Gross miscarriage of justice: Aafia Siddiqui Innocent victim of prejudice

By: RupeeNews

Aafia Siddiqui has been a victim from that fateful moment when she was kidnapped, and sent to Afghanistan–where she was brutally tortured. Her family also faced horrendous pain. A prejudiced jury has now pronounced her guilt–guilty of a crime of shooting at a marine–when there were no bullet holes, and no fingerpring on the gun–the frail MIT graduate has been pronounced guilty of attacking several armed males, somehow snatching their gun and then shooting at them–when she had no clue about guns.

Hopefully she will will the case on appeal.

NEW YORK: Aafia Siddiqui, the Pakistani neuroscientist, was found guilty of attempted murder charges on all seven counts listed in the complaint against her. She was tried on charges of trying to kill American soldiers in Afghanistan on July 28, 2008.

However, the jury did not find her guilty on any pre-meditated murder charge. According to her lawyer, Ms Siddiqui could be given a sentence of up to 35 years.

After the jury left the room Aafia Siddiqui, who was inside, shouted: “I know this is not the verdict of American people, I know where it is coming from.”

Elaine Sharp, a defence attorney, came out of the court room to tell reporters that Ms Siddiqui had asked her to request the people of Pakistan to remain calm and that she has faith in the Almighty.

Charles Swift, the lead defence attorney, said after the verdict that “I have faith in American justice system. We will appeal the verdict. I completely disagree with the verdict given”.

Sentencing will be carried out on May 6, Mr Swift said. According to an attorney familiar with the case, Ms Siddiqui’s own testimony against the advice of her attorney’s could have contributed to her conviction.

AFP adds: The trial has drawn widespread attention because it is the most advanced in a string of current cases being handled by US prosecutors in what is frequently referred to as the “war on terror”. Several other suspects in alleged bomb plots are working their way through the system.

Before adjourning Tuesday afternoon, the jury went over the testimonies of Ms. Siddiqui, Captain Robert Snyder of US Army, who accused her of picking an unsecured gun and firing two shots; FBI Special Agent Gordon Hurley, who was first to inspect the crime scene; and two Afghan police officers — Abdul Qadeer and Bashir.
The jurors also examined the M-4 rifle that Ms.

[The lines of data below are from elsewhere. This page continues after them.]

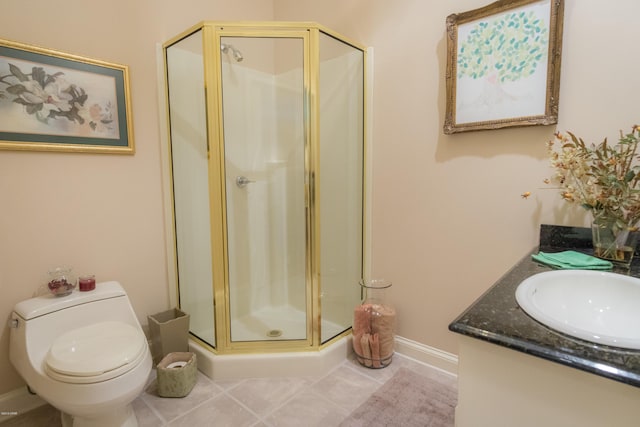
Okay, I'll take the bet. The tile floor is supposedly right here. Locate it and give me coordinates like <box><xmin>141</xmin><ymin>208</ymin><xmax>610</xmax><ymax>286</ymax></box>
<box><xmin>1</xmin><ymin>354</ymin><xmax>457</xmax><ymax>427</ymax></box>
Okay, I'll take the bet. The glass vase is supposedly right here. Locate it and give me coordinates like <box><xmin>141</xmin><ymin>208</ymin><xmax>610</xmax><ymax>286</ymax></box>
<box><xmin>353</xmin><ymin>279</ymin><xmax>396</xmax><ymax>369</ymax></box>
<box><xmin>591</xmin><ymin>216</ymin><xmax>640</xmax><ymax>267</ymax></box>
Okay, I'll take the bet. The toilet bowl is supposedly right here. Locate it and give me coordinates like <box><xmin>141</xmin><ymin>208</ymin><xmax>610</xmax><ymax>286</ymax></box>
<box><xmin>9</xmin><ymin>282</ymin><xmax>152</xmax><ymax>427</ymax></box>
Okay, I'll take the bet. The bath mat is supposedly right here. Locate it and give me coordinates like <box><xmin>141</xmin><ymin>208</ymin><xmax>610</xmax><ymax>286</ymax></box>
<box><xmin>340</xmin><ymin>368</ymin><xmax>458</xmax><ymax>427</ymax></box>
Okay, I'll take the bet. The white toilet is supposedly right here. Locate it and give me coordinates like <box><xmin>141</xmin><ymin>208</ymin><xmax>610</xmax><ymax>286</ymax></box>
<box><xmin>9</xmin><ymin>282</ymin><xmax>152</xmax><ymax>427</ymax></box>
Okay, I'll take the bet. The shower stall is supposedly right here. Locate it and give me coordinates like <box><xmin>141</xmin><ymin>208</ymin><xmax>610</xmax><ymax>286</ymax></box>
<box><xmin>163</xmin><ymin>22</ymin><xmax>366</xmax><ymax>355</ymax></box>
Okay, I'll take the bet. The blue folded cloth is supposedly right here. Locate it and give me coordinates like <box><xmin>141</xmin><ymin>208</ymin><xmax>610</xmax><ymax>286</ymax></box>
<box><xmin>531</xmin><ymin>251</ymin><xmax>613</xmax><ymax>270</ymax></box>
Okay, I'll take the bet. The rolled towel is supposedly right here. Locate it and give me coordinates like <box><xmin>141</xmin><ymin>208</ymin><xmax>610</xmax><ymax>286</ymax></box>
<box><xmin>371</xmin><ymin>305</ymin><xmax>396</xmax><ymax>362</ymax></box>
<box><xmin>353</xmin><ymin>305</ymin><xmax>371</xmax><ymax>335</ymax></box>
<box><xmin>360</xmin><ymin>334</ymin><xmax>371</xmax><ymax>367</ymax></box>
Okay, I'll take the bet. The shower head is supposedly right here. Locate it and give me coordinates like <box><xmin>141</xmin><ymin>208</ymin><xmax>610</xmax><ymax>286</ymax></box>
<box><xmin>220</xmin><ymin>43</ymin><xmax>244</xmax><ymax>62</ymax></box>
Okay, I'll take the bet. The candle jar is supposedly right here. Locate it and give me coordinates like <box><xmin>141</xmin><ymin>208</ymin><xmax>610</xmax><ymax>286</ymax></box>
<box><xmin>353</xmin><ymin>279</ymin><xmax>396</xmax><ymax>368</ymax></box>
<box><xmin>47</xmin><ymin>266</ymin><xmax>76</xmax><ymax>297</ymax></box>
<box><xmin>78</xmin><ymin>274</ymin><xmax>96</xmax><ymax>292</ymax></box>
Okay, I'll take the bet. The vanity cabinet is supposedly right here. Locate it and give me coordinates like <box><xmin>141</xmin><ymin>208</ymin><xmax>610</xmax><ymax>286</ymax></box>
<box><xmin>449</xmin><ymin>225</ymin><xmax>640</xmax><ymax>427</ymax></box>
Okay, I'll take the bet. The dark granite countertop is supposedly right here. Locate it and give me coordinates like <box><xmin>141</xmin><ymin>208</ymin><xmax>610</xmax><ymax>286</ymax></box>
<box><xmin>449</xmin><ymin>225</ymin><xmax>640</xmax><ymax>387</ymax></box>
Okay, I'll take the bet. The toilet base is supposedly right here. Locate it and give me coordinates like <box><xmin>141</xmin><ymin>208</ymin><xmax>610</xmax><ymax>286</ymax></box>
<box><xmin>61</xmin><ymin>405</ymin><xmax>138</xmax><ymax>427</ymax></box>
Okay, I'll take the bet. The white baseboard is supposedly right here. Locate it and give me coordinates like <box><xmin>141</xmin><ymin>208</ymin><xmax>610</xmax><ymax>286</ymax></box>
<box><xmin>0</xmin><ymin>386</ymin><xmax>46</xmax><ymax>424</ymax></box>
<box><xmin>395</xmin><ymin>336</ymin><xmax>458</xmax><ymax>375</ymax></box>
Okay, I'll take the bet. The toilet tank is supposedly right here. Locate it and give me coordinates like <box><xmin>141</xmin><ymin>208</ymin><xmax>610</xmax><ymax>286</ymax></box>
<box><xmin>11</xmin><ymin>281</ymin><xmax>140</xmax><ymax>370</ymax></box>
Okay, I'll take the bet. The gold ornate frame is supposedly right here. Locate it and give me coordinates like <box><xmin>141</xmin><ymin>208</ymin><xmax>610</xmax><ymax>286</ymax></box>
<box><xmin>443</xmin><ymin>0</ymin><xmax>564</xmax><ymax>134</ymax></box>
<box><xmin>0</xmin><ymin>39</ymin><xmax>134</xmax><ymax>154</ymax></box>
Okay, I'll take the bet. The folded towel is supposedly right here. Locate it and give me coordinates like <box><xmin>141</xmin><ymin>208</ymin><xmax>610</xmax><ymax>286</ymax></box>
<box><xmin>531</xmin><ymin>251</ymin><xmax>613</xmax><ymax>270</ymax></box>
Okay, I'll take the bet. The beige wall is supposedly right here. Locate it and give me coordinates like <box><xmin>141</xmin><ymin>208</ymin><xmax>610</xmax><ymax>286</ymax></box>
<box><xmin>0</xmin><ymin>0</ymin><xmax>640</xmax><ymax>394</ymax></box>
<box><xmin>275</xmin><ymin>0</ymin><xmax>640</xmax><ymax>353</ymax></box>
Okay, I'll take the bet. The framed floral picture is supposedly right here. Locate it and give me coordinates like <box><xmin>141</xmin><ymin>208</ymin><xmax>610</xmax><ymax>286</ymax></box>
<box><xmin>0</xmin><ymin>40</ymin><xmax>134</xmax><ymax>154</ymax></box>
<box><xmin>444</xmin><ymin>0</ymin><xmax>564</xmax><ymax>134</ymax></box>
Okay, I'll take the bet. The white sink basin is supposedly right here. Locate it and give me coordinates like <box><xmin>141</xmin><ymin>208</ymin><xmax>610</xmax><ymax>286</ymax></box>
<box><xmin>516</xmin><ymin>270</ymin><xmax>640</xmax><ymax>350</ymax></box>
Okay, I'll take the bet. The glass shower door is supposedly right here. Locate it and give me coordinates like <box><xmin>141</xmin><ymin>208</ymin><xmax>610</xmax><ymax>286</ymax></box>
<box><xmin>166</xmin><ymin>31</ymin><xmax>216</xmax><ymax>347</ymax></box>
<box><xmin>220</xmin><ymin>36</ymin><xmax>308</xmax><ymax>342</ymax></box>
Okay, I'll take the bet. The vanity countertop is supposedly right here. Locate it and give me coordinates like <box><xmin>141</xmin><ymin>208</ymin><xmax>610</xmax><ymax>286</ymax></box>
<box><xmin>449</xmin><ymin>225</ymin><xmax>640</xmax><ymax>387</ymax></box>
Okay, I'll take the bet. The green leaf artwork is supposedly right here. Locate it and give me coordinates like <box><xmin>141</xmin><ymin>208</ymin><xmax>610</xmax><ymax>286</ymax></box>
<box><xmin>457</xmin><ymin>10</ymin><xmax>549</xmax><ymax>83</ymax></box>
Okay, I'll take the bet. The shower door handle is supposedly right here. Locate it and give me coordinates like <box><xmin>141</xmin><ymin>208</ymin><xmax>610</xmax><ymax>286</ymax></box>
<box><xmin>236</xmin><ymin>176</ymin><xmax>255</xmax><ymax>188</ymax></box>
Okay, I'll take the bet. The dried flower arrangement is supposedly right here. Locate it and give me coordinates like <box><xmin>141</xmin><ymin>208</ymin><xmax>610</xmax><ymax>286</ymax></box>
<box><xmin>544</xmin><ymin>125</ymin><xmax>640</xmax><ymax>263</ymax></box>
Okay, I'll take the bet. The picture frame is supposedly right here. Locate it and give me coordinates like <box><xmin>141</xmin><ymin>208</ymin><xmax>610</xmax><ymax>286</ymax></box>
<box><xmin>0</xmin><ymin>39</ymin><xmax>135</xmax><ymax>154</ymax></box>
<box><xmin>443</xmin><ymin>0</ymin><xmax>564</xmax><ymax>134</ymax></box>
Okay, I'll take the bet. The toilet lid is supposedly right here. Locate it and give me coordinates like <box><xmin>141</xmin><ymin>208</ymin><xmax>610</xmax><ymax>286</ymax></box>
<box><xmin>46</xmin><ymin>321</ymin><xmax>147</xmax><ymax>377</ymax></box>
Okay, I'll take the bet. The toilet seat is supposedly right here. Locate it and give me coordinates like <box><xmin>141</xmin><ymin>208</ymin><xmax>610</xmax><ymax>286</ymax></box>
<box><xmin>45</xmin><ymin>321</ymin><xmax>147</xmax><ymax>384</ymax></box>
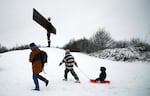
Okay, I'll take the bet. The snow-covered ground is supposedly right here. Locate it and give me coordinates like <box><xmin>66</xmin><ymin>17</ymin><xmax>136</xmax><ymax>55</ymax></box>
<box><xmin>89</xmin><ymin>47</ymin><xmax>150</xmax><ymax>62</ymax></box>
<box><xmin>0</xmin><ymin>48</ymin><xmax>150</xmax><ymax>96</ymax></box>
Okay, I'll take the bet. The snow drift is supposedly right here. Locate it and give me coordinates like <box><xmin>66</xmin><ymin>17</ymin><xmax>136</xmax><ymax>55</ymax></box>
<box><xmin>0</xmin><ymin>48</ymin><xmax>150</xmax><ymax>96</ymax></box>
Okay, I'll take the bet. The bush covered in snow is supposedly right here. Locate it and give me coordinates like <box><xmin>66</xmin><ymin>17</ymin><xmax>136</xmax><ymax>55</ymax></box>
<box><xmin>90</xmin><ymin>47</ymin><xmax>150</xmax><ymax>62</ymax></box>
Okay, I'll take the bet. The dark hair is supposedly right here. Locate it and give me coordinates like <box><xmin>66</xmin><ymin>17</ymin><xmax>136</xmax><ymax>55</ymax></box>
<box><xmin>100</xmin><ymin>67</ymin><xmax>106</xmax><ymax>71</ymax></box>
<box><xmin>30</xmin><ymin>43</ymin><xmax>35</xmax><ymax>47</ymax></box>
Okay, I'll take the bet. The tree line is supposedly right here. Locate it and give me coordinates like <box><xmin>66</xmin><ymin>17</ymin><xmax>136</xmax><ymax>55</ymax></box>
<box><xmin>63</xmin><ymin>29</ymin><xmax>150</xmax><ymax>53</ymax></box>
<box><xmin>0</xmin><ymin>29</ymin><xmax>150</xmax><ymax>53</ymax></box>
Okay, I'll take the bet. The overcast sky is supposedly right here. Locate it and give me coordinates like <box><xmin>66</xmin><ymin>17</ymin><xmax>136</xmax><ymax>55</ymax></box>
<box><xmin>0</xmin><ymin>0</ymin><xmax>150</xmax><ymax>47</ymax></box>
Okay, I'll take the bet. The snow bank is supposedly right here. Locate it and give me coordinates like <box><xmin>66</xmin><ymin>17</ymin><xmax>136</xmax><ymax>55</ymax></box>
<box><xmin>0</xmin><ymin>48</ymin><xmax>150</xmax><ymax>96</ymax></box>
<box><xmin>90</xmin><ymin>47</ymin><xmax>150</xmax><ymax>61</ymax></box>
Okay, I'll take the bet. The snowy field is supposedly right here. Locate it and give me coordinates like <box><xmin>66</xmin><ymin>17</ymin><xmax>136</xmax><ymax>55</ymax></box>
<box><xmin>0</xmin><ymin>48</ymin><xmax>150</xmax><ymax>96</ymax></box>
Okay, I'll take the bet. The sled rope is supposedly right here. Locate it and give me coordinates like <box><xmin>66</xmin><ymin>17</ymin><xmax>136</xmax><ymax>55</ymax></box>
<box><xmin>78</xmin><ymin>67</ymin><xmax>90</xmax><ymax>79</ymax></box>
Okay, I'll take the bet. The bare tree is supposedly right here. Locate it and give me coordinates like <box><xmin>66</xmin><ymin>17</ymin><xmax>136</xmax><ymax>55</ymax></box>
<box><xmin>90</xmin><ymin>29</ymin><xmax>114</xmax><ymax>51</ymax></box>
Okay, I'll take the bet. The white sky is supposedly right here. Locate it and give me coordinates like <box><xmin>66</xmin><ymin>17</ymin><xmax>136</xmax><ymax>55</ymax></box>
<box><xmin>0</xmin><ymin>0</ymin><xmax>150</xmax><ymax>47</ymax></box>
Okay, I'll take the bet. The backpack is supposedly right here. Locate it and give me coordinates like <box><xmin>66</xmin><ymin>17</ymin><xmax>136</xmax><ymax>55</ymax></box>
<box><xmin>40</xmin><ymin>50</ymin><xmax>48</xmax><ymax>68</ymax></box>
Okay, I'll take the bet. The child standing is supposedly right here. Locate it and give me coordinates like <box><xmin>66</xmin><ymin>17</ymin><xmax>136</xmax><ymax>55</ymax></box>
<box><xmin>96</xmin><ymin>67</ymin><xmax>107</xmax><ymax>81</ymax></box>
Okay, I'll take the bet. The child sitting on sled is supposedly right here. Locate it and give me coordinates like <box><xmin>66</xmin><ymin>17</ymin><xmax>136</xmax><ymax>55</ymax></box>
<box><xmin>95</xmin><ymin>67</ymin><xmax>106</xmax><ymax>82</ymax></box>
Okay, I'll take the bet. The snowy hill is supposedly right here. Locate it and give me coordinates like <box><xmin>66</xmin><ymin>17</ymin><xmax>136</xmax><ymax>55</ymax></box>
<box><xmin>0</xmin><ymin>48</ymin><xmax>150</xmax><ymax>96</ymax></box>
<box><xmin>90</xmin><ymin>47</ymin><xmax>150</xmax><ymax>62</ymax></box>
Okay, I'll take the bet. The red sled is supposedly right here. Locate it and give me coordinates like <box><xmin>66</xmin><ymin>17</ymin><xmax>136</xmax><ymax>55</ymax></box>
<box><xmin>90</xmin><ymin>79</ymin><xmax>110</xmax><ymax>84</ymax></box>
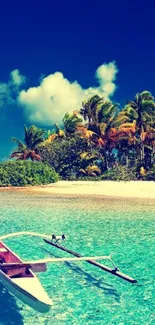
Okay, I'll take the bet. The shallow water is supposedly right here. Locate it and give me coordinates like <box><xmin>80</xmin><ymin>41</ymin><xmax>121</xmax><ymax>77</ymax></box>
<box><xmin>0</xmin><ymin>192</ymin><xmax>155</xmax><ymax>325</ymax></box>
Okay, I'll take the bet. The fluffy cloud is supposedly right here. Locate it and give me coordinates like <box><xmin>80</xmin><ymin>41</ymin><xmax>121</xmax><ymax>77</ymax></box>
<box><xmin>18</xmin><ymin>62</ymin><xmax>118</xmax><ymax>125</ymax></box>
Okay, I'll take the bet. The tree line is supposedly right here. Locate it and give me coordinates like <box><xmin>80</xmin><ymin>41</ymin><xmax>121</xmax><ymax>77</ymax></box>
<box><xmin>11</xmin><ymin>91</ymin><xmax>155</xmax><ymax>180</ymax></box>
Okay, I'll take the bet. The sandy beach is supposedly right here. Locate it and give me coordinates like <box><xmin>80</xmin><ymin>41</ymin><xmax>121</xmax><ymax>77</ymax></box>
<box><xmin>0</xmin><ymin>181</ymin><xmax>155</xmax><ymax>199</ymax></box>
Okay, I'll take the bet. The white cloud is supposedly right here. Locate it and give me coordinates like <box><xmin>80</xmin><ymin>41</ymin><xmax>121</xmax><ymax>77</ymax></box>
<box><xmin>18</xmin><ymin>62</ymin><xmax>118</xmax><ymax>125</ymax></box>
<box><xmin>10</xmin><ymin>69</ymin><xmax>26</xmax><ymax>87</ymax></box>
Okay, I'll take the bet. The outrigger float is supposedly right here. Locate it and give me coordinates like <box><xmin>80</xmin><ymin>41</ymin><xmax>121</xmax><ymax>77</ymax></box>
<box><xmin>0</xmin><ymin>231</ymin><xmax>137</xmax><ymax>313</ymax></box>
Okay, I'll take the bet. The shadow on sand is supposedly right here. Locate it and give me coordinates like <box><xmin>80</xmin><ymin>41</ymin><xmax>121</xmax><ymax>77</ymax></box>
<box><xmin>0</xmin><ymin>282</ymin><xmax>24</xmax><ymax>325</ymax></box>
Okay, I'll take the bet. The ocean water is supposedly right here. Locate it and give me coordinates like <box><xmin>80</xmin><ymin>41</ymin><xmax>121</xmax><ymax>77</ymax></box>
<box><xmin>0</xmin><ymin>191</ymin><xmax>155</xmax><ymax>325</ymax></box>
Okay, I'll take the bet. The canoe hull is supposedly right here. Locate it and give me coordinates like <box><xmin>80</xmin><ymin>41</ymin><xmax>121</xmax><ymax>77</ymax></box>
<box><xmin>0</xmin><ymin>242</ymin><xmax>52</xmax><ymax>313</ymax></box>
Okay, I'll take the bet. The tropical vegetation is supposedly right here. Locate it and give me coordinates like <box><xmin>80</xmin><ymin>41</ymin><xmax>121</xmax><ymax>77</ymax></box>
<box><xmin>0</xmin><ymin>91</ymin><xmax>155</xmax><ymax>185</ymax></box>
<box><xmin>0</xmin><ymin>160</ymin><xmax>59</xmax><ymax>186</ymax></box>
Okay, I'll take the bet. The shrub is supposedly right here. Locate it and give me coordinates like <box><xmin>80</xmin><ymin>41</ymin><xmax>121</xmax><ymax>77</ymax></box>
<box><xmin>0</xmin><ymin>160</ymin><xmax>59</xmax><ymax>186</ymax></box>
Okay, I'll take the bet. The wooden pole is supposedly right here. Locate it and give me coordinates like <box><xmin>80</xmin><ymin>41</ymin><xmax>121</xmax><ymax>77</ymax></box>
<box><xmin>43</xmin><ymin>238</ymin><xmax>137</xmax><ymax>283</ymax></box>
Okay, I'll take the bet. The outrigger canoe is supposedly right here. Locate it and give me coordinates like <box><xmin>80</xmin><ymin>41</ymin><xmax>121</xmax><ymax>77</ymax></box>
<box><xmin>0</xmin><ymin>241</ymin><xmax>52</xmax><ymax>313</ymax></box>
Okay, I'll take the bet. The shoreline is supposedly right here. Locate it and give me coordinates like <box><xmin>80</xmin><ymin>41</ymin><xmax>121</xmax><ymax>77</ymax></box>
<box><xmin>0</xmin><ymin>181</ymin><xmax>155</xmax><ymax>199</ymax></box>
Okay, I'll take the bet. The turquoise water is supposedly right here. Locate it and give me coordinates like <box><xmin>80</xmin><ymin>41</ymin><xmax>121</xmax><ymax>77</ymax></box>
<box><xmin>0</xmin><ymin>192</ymin><xmax>155</xmax><ymax>325</ymax></box>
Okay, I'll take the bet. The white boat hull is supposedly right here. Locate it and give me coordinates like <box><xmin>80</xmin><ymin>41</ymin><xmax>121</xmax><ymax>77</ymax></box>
<box><xmin>0</xmin><ymin>270</ymin><xmax>52</xmax><ymax>313</ymax></box>
<box><xmin>0</xmin><ymin>241</ymin><xmax>52</xmax><ymax>313</ymax></box>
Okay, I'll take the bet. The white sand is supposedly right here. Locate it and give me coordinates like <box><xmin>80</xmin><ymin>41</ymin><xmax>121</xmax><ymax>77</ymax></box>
<box><xmin>29</xmin><ymin>181</ymin><xmax>155</xmax><ymax>199</ymax></box>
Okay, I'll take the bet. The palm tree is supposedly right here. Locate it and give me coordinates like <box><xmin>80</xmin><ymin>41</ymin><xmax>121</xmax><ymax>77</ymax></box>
<box><xmin>11</xmin><ymin>125</ymin><xmax>45</xmax><ymax>160</ymax></box>
<box><xmin>63</xmin><ymin>111</ymin><xmax>82</xmax><ymax>135</ymax></box>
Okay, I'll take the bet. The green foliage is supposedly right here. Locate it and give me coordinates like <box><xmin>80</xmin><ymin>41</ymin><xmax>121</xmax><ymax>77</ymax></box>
<box><xmin>0</xmin><ymin>160</ymin><xmax>58</xmax><ymax>186</ymax></box>
<box><xmin>39</xmin><ymin>136</ymin><xmax>98</xmax><ymax>180</ymax></box>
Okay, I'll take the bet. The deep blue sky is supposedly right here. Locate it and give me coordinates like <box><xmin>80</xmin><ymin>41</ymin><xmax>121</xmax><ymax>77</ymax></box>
<box><xmin>0</xmin><ymin>0</ymin><xmax>155</xmax><ymax>159</ymax></box>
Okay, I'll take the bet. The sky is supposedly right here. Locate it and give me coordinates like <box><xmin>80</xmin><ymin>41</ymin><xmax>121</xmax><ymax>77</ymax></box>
<box><xmin>0</xmin><ymin>0</ymin><xmax>155</xmax><ymax>161</ymax></box>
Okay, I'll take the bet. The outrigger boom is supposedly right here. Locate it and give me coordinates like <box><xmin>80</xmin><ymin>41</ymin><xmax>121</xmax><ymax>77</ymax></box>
<box><xmin>43</xmin><ymin>238</ymin><xmax>137</xmax><ymax>283</ymax></box>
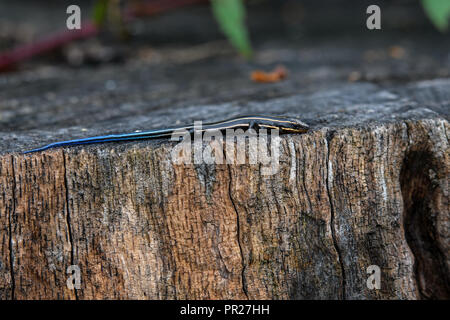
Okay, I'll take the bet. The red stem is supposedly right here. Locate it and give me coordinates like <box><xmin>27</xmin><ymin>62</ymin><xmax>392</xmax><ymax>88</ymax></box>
<box><xmin>0</xmin><ymin>0</ymin><xmax>208</xmax><ymax>72</ymax></box>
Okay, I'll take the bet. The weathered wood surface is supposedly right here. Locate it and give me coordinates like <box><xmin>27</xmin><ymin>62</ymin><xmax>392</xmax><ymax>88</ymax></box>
<box><xmin>0</xmin><ymin>0</ymin><xmax>450</xmax><ymax>299</ymax></box>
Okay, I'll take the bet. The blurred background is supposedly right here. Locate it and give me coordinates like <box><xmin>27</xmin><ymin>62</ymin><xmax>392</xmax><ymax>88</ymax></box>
<box><xmin>0</xmin><ymin>0</ymin><xmax>450</xmax><ymax>136</ymax></box>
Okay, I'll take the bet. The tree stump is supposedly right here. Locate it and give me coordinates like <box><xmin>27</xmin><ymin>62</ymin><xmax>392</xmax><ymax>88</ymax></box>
<box><xmin>0</xmin><ymin>1</ymin><xmax>450</xmax><ymax>299</ymax></box>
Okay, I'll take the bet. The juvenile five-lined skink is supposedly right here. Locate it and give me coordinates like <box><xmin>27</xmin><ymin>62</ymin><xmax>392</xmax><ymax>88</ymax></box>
<box><xmin>24</xmin><ymin>116</ymin><xmax>309</xmax><ymax>153</ymax></box>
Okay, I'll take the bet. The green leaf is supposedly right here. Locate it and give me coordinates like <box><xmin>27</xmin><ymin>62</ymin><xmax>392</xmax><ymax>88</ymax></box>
<box><xmin>211</xmin><ymin>0</ymin><xmax>252</xmax><ymax>58</ymax></box>
<box><xmin>92</xmin><ymin>0</ymin><xmax>108</xmax><ymax>26</ymax></box>
<box><xmin>422</xmin><ymin>0</ymin><xmax>450</xmax><ymax>32</ymax></box>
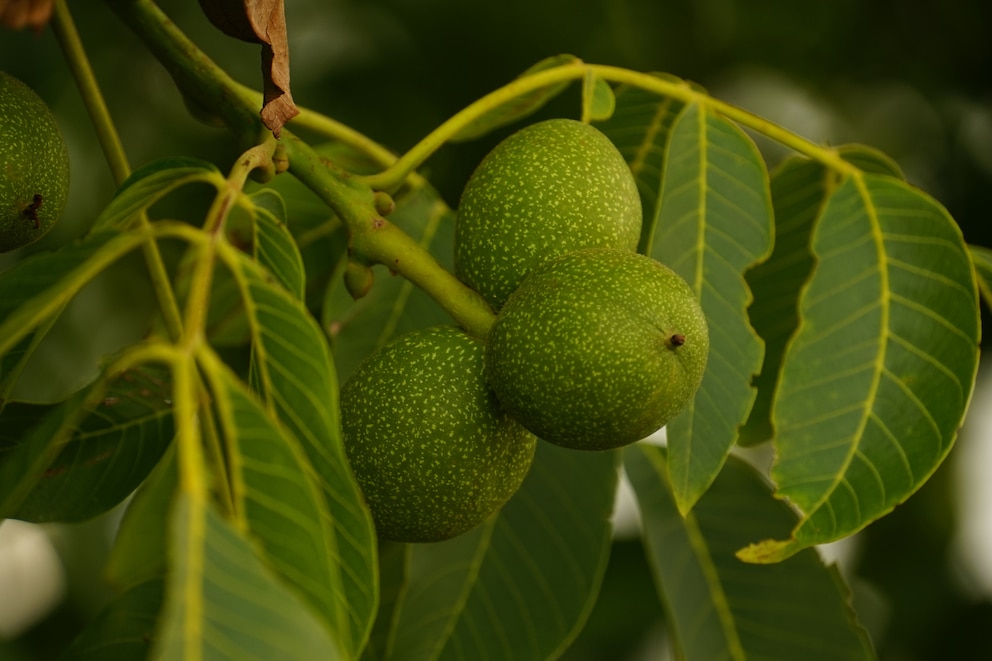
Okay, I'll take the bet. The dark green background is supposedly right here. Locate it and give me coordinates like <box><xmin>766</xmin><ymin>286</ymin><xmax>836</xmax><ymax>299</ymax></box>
<box><xmin>0</xmin><ymin>0</ymin><xmax>992</xmax><ymax>661</ymax></box>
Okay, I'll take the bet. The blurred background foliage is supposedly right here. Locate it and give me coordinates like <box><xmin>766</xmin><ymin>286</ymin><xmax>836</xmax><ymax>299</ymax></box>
<box><xmin>0</xmin><ymin>0</ymin><xmax>992</xmax><ymax>661</ymax></box>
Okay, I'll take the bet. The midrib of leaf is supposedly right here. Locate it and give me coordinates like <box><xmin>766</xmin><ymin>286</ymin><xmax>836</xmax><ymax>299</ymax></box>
<box><xmin>219</xmin><ymin>244</ymin><xmax>376</xmax><ymax>651</ymax></box>
<box><xmin>629</xmin><ymin>98</ymin><xmax>675</xmax><ymax>255</ymax></box>
<box><xmin>180</xmin><ymin>492</ymin><xmax>207</xmax><ymax>661</ymax></box>
<box><xmin>386</xmin><ymin>518</ymin><xmax>496</xmax><ymax>659</ymax></box>
<box><xmin>632</xmin><ymin>448</ymin><xmax>747</xmax><ymax>661</ymax></box>
<box><xmin>793</xmin><ymin>172</ymin><xmax>892</xmax><ymax>524</ymax></box>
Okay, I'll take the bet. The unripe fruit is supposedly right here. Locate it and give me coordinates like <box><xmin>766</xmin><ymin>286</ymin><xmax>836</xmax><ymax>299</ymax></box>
<box><xmin>455</xmin><ymin>119</ymin><xmax>641</xmax><ymax>310</ymax></box>
<box><xmin>341</xmin><ymin>326</ymin><xmax>536</xmax><ymax>542</ymax></box>
<box><xmin>486</xmin><ymin>249</ymin><xmax>709</xmax><ymax>450</ymax></box>
<box><xmin>0</xmin><ymin>71</ymin><xmax>69</xmax><ymax>252</ymax></box>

Siddiqui is alleged to have brandished at US personnel.

Before the jury went into deliberation on Monday, Defence lawyer Charles Swift said the group must consider facts as against fear, which the prosecution sought to create by portraying Ms. Siddiqui, a frail woman, as some sort of a commando threatening the US.
He said there was no physical evidence that the M-4 rifle had ever been fired, since no bullets, shell casings or bullet fragments were recovered and no high-velocity bullet holes detected.

Also, there was no evidence that the M-4 was ever fired. No gunpowder residue was found on fabrics or clothing, he added.
Human rights groups had declared Ms Siddiqui missing for five years before the incident in July, when she was arrested outside the Governor’s office in Ghazni.

Her lawyers have said she may be a victim of torture and believe she was kidnapped with her children in March 2003 in Karachi and secretly held in custody for the past five years reportedly at Bagram air base near Kabul.